CP: Did you ever cue each other verbally?
WD: Poor Tammy, I was always talking behind her back. She loved it. Now and then when things weren't going so good she'd say "shhh." But I was always communicating. It settles the other person down.
CP: What's the funniest thing that happened?
WD: There's a place in Nut Pas [dancer shorthand for Nutcracker Pas de Deux] where we did a shoulder sit. We run toward each other. Tammy leaps in the air in a sitting position with her arms over her head and I catch her. One time at a rehearsal I was wearing leg warmers and they slipped down onto my heel. We ran toward each other (Tammy always did everything full out.) Suddenly I slid and I'm on my back, and I see Tammy sailing over me, sitting in air, ready to be on my shoulder. I hear a crash and then absolute hush in the studio while everyone thought, "My God, is this woman dead?"
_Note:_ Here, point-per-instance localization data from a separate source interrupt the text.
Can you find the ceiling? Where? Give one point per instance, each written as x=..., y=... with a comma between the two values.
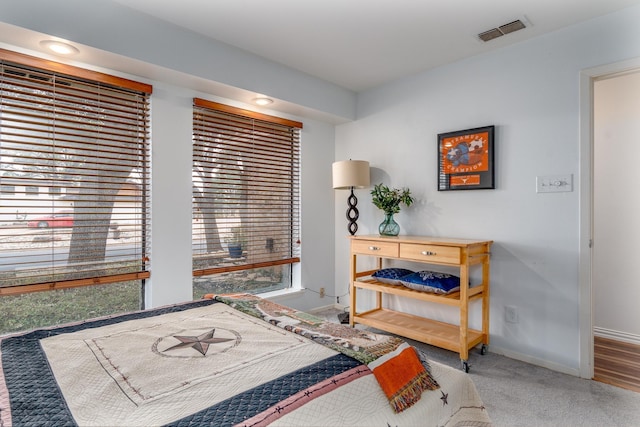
x=359, y=44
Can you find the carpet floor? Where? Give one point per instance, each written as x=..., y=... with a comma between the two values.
x=516, y=393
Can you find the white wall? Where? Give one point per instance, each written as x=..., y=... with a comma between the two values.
x=530, y=92
x=616, y=289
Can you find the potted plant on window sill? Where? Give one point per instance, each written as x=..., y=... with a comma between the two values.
x=236, y=242
x=389, y=200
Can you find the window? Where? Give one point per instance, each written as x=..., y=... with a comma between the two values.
x=7, y=189
x=246, y=199
x=83, y=136
x=32, y=190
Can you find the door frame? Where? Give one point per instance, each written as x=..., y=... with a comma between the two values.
x=587, y=78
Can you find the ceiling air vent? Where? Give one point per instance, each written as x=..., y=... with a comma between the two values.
x=501, y=30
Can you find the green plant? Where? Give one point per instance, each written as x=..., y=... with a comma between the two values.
x=237, y=236
x=389, y=200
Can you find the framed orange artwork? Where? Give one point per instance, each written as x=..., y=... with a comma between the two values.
x=465, y=159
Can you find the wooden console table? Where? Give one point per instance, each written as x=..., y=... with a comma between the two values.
x=460, y=253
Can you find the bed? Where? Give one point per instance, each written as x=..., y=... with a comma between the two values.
x=226, y=360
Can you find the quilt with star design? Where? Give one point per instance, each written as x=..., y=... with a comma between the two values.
x=208, y=363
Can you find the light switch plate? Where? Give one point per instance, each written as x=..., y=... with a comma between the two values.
x=554, y=183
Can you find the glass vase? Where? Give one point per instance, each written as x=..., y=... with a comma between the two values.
x=389, y=227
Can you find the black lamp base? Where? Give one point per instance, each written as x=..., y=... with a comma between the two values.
x=352, y=213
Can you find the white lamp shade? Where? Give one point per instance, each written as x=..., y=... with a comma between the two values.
x=351, y=173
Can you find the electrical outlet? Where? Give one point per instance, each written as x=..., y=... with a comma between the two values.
x=511, y=314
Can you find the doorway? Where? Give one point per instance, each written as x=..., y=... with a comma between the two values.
x=610, y=204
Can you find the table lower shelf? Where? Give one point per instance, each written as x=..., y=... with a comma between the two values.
x=433, y=332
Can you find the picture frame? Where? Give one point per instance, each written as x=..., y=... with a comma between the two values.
x=466, y=159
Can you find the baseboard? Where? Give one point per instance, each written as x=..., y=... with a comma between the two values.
x=616, y=335
x=326, y=307
x=535, y=361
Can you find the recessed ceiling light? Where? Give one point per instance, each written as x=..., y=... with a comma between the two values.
x=263, y=101
x=61, y=48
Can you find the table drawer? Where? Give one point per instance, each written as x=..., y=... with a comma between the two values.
x=375, y=248
x=430, y=253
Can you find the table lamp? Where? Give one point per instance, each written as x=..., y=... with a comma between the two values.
x=350, y=174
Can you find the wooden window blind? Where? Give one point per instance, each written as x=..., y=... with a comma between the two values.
x=74, y=149
x=246, y=189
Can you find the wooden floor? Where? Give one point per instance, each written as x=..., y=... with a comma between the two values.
x=617, y=363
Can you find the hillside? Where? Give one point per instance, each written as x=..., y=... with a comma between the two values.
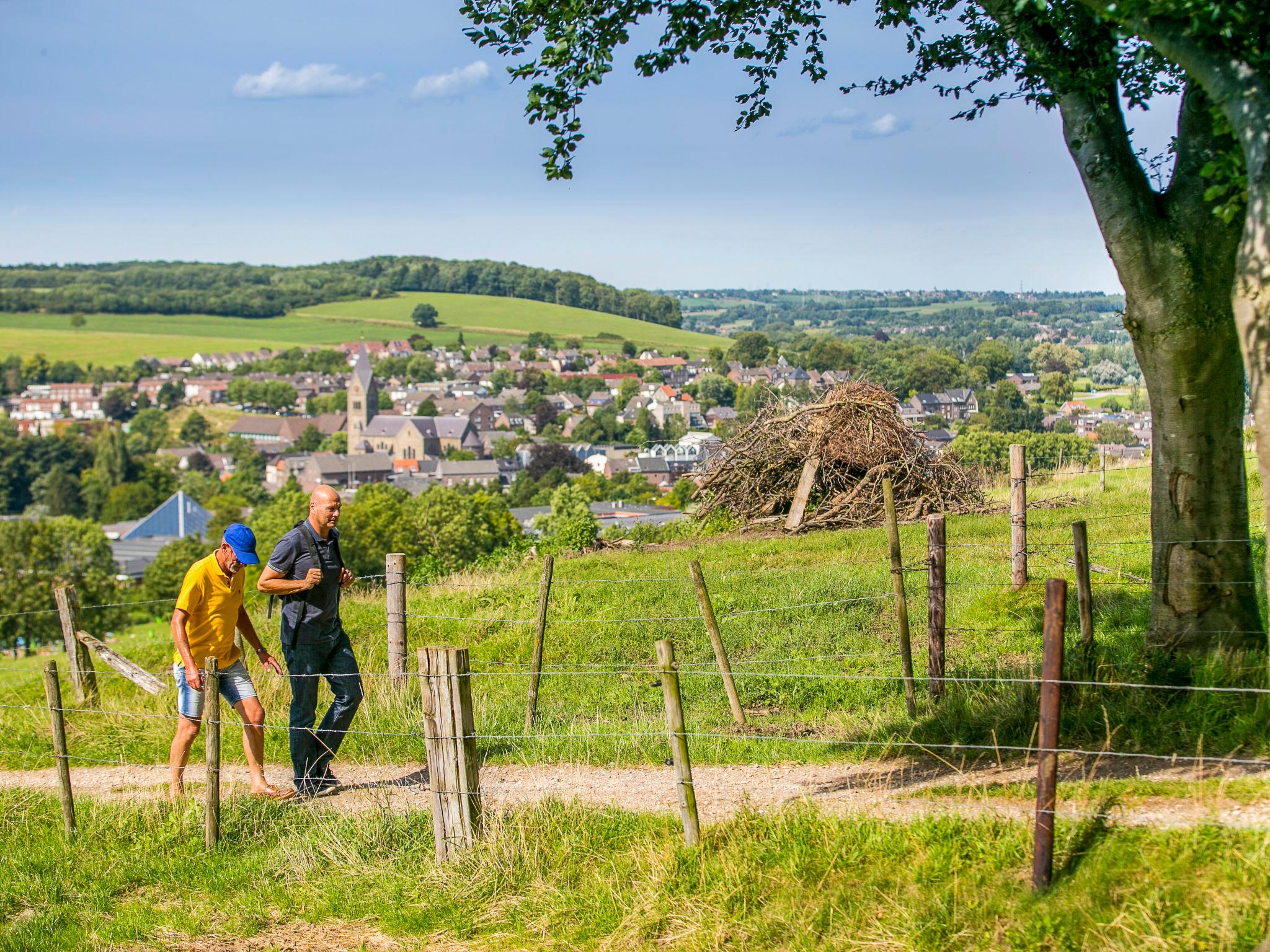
x=121, y=338
x=1160, y=853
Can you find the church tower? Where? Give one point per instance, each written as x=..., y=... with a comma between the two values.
x=363, y=400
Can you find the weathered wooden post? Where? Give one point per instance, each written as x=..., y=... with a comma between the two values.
x=448, y=729
x=676, y=735
x=213, y=738
x=54, y=695
x=540, y=630
x=708, y=616
x=131, y=671
x=1083, y=591
x=1018, y=516
x=78, y=659
x=936, y=555
x=1047, y=752
x=394, y=574
x=897, y=575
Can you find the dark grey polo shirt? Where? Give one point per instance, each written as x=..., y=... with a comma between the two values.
x=316, y=606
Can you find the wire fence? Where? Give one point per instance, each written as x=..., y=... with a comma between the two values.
x=761, y=669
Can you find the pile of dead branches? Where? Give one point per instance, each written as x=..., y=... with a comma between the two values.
x=822, y=466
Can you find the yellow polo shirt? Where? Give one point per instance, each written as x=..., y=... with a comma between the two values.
x=213, y=603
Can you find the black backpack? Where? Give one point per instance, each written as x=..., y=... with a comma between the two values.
x=314, y=559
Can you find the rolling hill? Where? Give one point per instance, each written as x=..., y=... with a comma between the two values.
x=115, y=338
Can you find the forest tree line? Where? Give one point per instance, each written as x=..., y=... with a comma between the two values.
x=270, y=291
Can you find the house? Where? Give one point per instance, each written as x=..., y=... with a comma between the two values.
x=417, y=437
x=956, y=404
x=473, y=472
x=616, y=513
x=345, y=470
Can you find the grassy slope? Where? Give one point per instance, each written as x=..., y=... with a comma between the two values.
x=558, y=878
x=564, y=878
x=488, y=320
x=112, y=338
x=992, y=632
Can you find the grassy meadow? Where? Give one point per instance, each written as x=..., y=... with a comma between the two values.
x=564, y=876
x=115, y=338
x=809, y=624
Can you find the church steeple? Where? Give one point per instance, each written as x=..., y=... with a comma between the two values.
x=363, y=400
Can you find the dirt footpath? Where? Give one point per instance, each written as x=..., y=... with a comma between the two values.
x=893, y=790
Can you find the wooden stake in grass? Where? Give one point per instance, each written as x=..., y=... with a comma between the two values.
x=213, y=735
x=1047, y=751
x=1018, y=516
x=131, y=671
x=540, y=630
x=1083, y=591
x=936, y=553
x=699, y=583
x=448, y=729
x=78, y=659
x=897, y=575
x=676, y=735
x=394, y=574
x=54, y=695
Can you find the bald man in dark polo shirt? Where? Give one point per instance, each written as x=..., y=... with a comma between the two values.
x=308, y=571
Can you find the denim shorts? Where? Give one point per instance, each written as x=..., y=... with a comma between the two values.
x=235, y=684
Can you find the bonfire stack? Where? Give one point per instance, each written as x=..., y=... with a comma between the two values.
x=822, y=465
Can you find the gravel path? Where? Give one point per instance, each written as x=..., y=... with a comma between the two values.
x=892, y=788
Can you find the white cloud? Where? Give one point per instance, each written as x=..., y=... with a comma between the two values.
x=316, y=79
x=838, y=117
x=882, y=127
x=454, y=83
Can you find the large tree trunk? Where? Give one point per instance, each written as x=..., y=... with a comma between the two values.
x=1253, y=300
x=1176, y=265
x=1201, y=569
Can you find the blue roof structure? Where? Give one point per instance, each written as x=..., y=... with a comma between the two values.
x=177, y=517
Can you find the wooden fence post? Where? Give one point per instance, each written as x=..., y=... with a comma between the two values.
x=1047, y=751
x=676, y=735
x=897, y=575
x=1083, y=591
x=448, y=729
x=708, y=616
x=78, y=659
x=936, y=553
x=1018, y=516
x=540, y=630
x=54, y=695
x=131, y=671
x=213, y=736
x=394, y=574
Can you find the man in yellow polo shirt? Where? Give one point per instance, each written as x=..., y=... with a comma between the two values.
x=208, y=609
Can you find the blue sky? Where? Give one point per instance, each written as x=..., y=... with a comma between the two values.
x=294, y=133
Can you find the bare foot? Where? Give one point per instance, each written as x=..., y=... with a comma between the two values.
x=267, y=791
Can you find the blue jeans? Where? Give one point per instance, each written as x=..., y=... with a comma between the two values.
x=315, y=655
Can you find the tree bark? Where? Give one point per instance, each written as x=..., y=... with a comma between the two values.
x=1176, y=265
x=1241, y=90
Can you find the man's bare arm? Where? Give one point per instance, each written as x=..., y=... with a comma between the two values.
x=182, y=640
x=272, y=582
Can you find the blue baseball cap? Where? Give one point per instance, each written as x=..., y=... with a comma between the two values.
x=243, y=542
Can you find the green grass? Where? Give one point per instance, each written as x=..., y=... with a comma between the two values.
x=564, y=878
x=616, y=716
x=499, y=320
x=113, y=338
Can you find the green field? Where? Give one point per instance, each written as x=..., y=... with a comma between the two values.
x=121, y=338
x=561, y=876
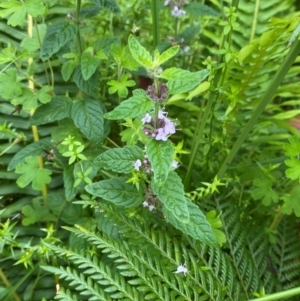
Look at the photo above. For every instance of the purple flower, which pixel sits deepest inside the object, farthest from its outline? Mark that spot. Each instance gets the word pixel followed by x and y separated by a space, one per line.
pixel 146 119
pixel 177 12
pixel 137 164
pixel 181 269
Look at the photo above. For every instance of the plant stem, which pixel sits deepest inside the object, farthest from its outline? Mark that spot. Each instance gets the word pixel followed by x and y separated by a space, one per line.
pixel 279 296
pixel 267 97
pixel 155 22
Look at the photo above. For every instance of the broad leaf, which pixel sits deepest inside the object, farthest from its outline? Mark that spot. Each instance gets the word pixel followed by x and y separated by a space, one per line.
pixel 89 63
pixel 168 54
pixel 181 81
pixel 120 159
pixel 116 191
pixel 33 149
pixel 57 109
pixel 139 53
pixel 171 194
pixel 87 86
pixel 130 108
pixel 87 115
pixel 58 34
pixel 160 155
pixel 197 226
pixel 32 173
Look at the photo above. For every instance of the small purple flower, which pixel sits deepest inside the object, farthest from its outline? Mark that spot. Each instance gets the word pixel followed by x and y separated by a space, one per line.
pixel 137 164
pixel 146 119
pixel 177 12
pixel 181 269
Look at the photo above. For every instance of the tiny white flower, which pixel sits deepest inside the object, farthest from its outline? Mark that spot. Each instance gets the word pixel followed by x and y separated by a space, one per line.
pixel 181 269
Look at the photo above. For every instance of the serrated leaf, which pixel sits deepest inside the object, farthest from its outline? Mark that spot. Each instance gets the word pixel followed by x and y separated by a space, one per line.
pixel 116 191
pixel 130 108
pixel 264 191
pixel 197 226
pixel 293 148
pixel 160 155
pixel 87 115
pixel 171 194
pixel 33 149
pixel 139 53
pixel 120 159
pixel 31 172
pixel 181 81
pixel 87 86
pixel 293 172
pixel 57 35
pixel 67 69
pixel 110 5
pixel 291 202
pixel 89 63
pixel 168 54
pixel 199 9
pixel 9 85
pixel 57 109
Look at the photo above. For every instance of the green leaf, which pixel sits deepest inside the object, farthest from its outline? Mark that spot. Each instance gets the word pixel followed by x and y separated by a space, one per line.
pixel 160 155
pixel 291 202
pixel 33 149
pixel 89 63
pixel 117 191
pixel 171 194
pixel 293 148
pixel 57 35
pixel 199 9
pixel 110 5
pixel 168 54
pixel 87 86
pixel 67 69
pixel 32 173
pixel 293 172
pixel 16 9
pixel 87 115
pixel 36 213
pixel 120 87
pixel 139 53
pixel 9 84
pixel 197 226
pixel 120 159
pixel 57 109
pixel 181 81
pixel 264 191
pixel 130 108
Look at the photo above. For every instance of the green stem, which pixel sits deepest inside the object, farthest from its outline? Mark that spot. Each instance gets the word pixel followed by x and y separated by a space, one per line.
pixel 279 296
pixel 78 22
pixel 155 22
pixel 282 71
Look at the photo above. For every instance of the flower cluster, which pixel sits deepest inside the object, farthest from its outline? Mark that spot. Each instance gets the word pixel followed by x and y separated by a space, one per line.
pixel 177 10
pixel 159 129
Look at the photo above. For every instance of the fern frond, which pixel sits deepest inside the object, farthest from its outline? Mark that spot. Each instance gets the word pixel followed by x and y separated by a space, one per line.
pixel 85 285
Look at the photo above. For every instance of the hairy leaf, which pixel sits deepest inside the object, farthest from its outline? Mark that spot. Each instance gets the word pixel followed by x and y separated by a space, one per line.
pixel 117 191
pixel 57 35
pixel 130 108
pixel 57 109
pixel 31 172
pixel 87 115
pixel 197 226
pixel 160 155
pixel 139 53
pixel 171 194
pixel 120 159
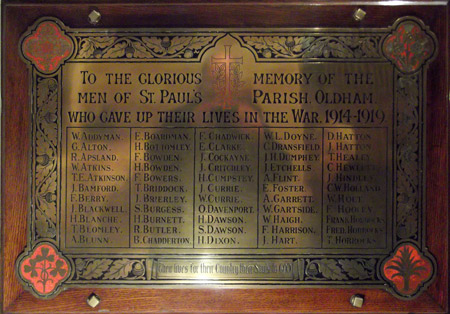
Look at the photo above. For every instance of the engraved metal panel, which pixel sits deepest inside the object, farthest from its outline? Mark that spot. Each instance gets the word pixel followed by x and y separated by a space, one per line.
pixel 262 157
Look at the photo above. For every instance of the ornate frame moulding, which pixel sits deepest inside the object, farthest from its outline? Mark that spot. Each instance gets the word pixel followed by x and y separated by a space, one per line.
pixel 408 45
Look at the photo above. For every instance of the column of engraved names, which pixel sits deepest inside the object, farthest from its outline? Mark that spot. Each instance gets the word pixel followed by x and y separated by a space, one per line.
pixel 162 187
pixel 97 194
pixel 290 198
pixel 226 188
pixel 355 189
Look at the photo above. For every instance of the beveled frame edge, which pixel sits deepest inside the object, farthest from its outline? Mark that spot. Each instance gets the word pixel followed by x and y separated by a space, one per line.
pixel 23 298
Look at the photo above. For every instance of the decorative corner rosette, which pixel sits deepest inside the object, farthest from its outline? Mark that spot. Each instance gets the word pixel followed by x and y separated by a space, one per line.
pixel 410 45
pixel 408 270
pixel 46 46
pixel 43 270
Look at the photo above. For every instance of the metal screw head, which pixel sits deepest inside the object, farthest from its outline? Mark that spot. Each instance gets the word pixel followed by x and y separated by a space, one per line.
pixel 357 300
pixel 94 17
pixel 93 300
pixel 359 14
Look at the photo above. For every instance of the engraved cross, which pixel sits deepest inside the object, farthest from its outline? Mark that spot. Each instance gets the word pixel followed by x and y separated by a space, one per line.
pixel 227 71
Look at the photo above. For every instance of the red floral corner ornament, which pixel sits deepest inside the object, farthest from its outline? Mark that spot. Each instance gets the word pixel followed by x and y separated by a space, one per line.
pixel 408 47
pixel 407 269
pixel 44 269
pixel 47 47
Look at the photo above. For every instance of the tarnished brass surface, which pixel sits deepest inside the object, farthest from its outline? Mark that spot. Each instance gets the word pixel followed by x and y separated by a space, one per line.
pixel 177 166
pixel 243 157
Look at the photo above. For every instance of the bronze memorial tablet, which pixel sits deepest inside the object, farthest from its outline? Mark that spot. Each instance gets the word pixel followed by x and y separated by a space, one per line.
pixel 231 157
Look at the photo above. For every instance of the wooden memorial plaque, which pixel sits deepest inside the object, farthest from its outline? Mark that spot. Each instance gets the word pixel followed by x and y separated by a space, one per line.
pixel 225 157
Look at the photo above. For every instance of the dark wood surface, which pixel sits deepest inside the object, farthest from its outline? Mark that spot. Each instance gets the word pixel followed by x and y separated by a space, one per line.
pixel 18 15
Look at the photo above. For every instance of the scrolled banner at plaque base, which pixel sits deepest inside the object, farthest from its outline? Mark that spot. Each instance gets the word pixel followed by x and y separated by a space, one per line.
pixel 231 157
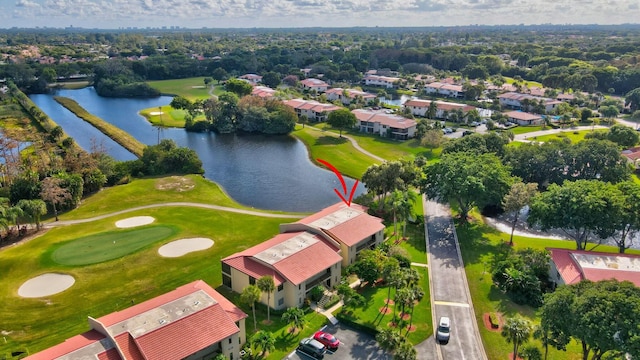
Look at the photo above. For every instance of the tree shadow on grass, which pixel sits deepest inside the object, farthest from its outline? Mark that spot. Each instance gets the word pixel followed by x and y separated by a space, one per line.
pixel 330 140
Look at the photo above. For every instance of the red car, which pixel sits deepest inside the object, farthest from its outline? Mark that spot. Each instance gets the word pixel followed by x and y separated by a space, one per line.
pixel 327 340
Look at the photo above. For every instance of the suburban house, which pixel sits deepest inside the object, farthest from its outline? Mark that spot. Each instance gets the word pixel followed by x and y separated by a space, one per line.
pixel 444 89
pixel 262 91
pixel 572 266
pixel 313 84
pixel 307 253
pixel 191 322
pixel 253 79
pixel 346 96
pixel 387 125
pixel 313 110
pixel 420 107
pixel 524 118
pixel 378 80
pixel 633 155
pixel 516 101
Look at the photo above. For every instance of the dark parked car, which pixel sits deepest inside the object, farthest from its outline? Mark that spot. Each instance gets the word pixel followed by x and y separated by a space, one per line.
pixel 327 340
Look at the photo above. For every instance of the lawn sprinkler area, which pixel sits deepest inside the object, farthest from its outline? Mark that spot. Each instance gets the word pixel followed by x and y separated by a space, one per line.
pixel 184 246
pixel 45 285
pixel 134 222
pixel 109 245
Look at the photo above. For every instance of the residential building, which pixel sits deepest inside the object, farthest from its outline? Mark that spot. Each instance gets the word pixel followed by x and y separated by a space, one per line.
pixel 387 125
pixel 572 266
pixel 524 118
pixel 346 96
pixel 191 322
pixel 383 81
pixel 313 110
pixel 444 89
pixel 518 101
pixel 307 253
pixel 313 84
pixel 263 91
pixel 253 79
pixel 420 107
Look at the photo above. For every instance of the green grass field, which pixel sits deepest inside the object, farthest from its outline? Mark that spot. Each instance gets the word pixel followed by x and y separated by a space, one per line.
pixel 573 135
pixel 108 245
pixel 190 88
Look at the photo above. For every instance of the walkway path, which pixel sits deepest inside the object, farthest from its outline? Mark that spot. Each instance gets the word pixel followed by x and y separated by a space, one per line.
pixel 188 204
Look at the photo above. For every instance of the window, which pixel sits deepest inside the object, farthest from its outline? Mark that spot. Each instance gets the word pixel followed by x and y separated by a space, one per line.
pixel 226 280
pixel 226 268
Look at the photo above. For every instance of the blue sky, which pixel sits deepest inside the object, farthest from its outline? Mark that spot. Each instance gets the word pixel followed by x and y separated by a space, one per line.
pixel 310 13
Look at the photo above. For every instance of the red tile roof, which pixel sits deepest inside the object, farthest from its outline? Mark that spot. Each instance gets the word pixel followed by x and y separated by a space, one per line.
pixel 295 267
pixel 574 266
pixel 148 336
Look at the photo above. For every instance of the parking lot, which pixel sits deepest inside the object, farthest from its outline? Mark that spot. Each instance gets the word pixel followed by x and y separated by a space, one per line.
pixel 353 345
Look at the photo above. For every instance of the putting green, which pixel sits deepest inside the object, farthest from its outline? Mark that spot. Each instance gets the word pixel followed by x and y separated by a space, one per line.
pixel 109 245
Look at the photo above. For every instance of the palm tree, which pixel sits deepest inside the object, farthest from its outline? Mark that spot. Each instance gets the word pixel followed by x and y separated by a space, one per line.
pixel 517 331
pixel 249 296
pixel 295 317
pixel 266 284
pixel 405 351
pixel 264 341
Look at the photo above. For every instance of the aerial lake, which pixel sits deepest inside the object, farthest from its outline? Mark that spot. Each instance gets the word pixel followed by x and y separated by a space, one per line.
pixel 265 172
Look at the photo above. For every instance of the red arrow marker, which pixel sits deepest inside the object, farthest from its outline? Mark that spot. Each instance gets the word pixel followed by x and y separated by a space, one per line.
pixel 344 185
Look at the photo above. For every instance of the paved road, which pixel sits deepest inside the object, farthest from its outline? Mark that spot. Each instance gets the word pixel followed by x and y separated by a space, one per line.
pixel 449 288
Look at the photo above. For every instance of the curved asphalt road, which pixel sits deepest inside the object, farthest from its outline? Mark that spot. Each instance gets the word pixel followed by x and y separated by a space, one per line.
pixel 449 289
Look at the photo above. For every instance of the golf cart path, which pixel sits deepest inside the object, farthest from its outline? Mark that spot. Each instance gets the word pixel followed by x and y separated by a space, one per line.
pixel 189 204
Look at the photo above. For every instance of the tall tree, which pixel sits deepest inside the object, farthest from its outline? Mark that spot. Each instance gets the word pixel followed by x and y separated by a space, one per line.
pixel 295 317
pixel 517 331
pixel 53 193
pixel 249 296
pixel 518 197
pixel 469 179
pixel 267 285
pixel 342 119
pixel 579 208
pixel 264 341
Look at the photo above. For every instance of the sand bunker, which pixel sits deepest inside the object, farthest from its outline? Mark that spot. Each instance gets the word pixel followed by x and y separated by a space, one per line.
pixel 134 221
pixel 45 285
pixel 184 246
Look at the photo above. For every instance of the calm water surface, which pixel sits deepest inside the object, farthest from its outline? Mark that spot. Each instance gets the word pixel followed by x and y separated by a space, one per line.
pixel 267 172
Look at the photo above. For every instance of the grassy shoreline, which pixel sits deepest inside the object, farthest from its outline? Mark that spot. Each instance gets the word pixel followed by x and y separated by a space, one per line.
pixel 121 137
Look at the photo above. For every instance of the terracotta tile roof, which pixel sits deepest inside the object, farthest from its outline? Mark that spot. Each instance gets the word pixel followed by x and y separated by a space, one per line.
pixel 187 335
pixel 391 120
pixel 574 266
pixel 151 325
pixel 285 263
pixel 524 116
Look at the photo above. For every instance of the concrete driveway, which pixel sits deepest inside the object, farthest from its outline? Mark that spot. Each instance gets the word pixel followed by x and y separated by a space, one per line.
pixel 354 345
pixel 449 288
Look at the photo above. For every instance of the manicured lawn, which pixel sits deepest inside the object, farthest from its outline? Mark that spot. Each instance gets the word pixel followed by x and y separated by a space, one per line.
pixel 108 245
pixel 338 151
pixel 113 285
pixel 573 135
pixel 190 88
pixel 370 314
pixel 525 129
pixel 190 188
pixel 478 242
pixel 387 148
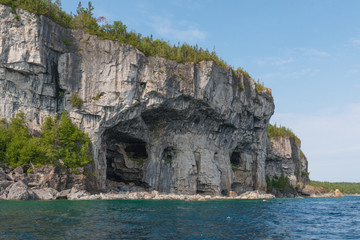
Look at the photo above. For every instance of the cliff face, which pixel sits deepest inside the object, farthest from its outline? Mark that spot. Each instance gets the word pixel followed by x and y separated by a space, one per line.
pixel 285 157
pixel 182 128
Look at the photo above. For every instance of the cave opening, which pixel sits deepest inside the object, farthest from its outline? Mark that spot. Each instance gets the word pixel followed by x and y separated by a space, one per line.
pixel 235 158
pixel 125 158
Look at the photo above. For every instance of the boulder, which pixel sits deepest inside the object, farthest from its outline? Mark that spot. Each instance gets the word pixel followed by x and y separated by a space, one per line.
pixel 4 184
pixel 63 194
pixel 155 123
pixel 3 175
pixel 20 191
pixel 309 190
pixel 45 193
pixel 76 194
CP: You met your wife when you arrived in 1975. Jeff Gribler was here; Roy Kaiser came a bit later. Now Roy's artistic director?
WD: Jeff, Tammy, Roy and I all grew up together here. When Roy said he wanted to be director I was astonished, and I know Tammy was, and I'm sure Jeff said it too. Everyone thought "Roy'll only be in a couple years, it will be a transition period." But he took the bull by the horns. He doesn't play games with his dancers. If you put the work in, you're going to get what you put in. I've never seen anyone who knows how to put together an exceptional program the way he does.
CP: You'll retire as full-time dancer but will be artistic director of Pennsylvania Ballet II, the new pre-professional company.
WD: That's right. All the things I've learned I can give back to these dancers. And, I'll still do character parts. I'd love to do Dracula again -- it was a riot, I want to fly again.
CP: This is home?
WD: We grew up here, Tammy and I. I was really a little kid when I arrived. I grew up in this environment, this company, this city. Roy kept us together -- Jeff, Roy, Tammy and I. That's why the company looks the way it does right now. We're solid at the core.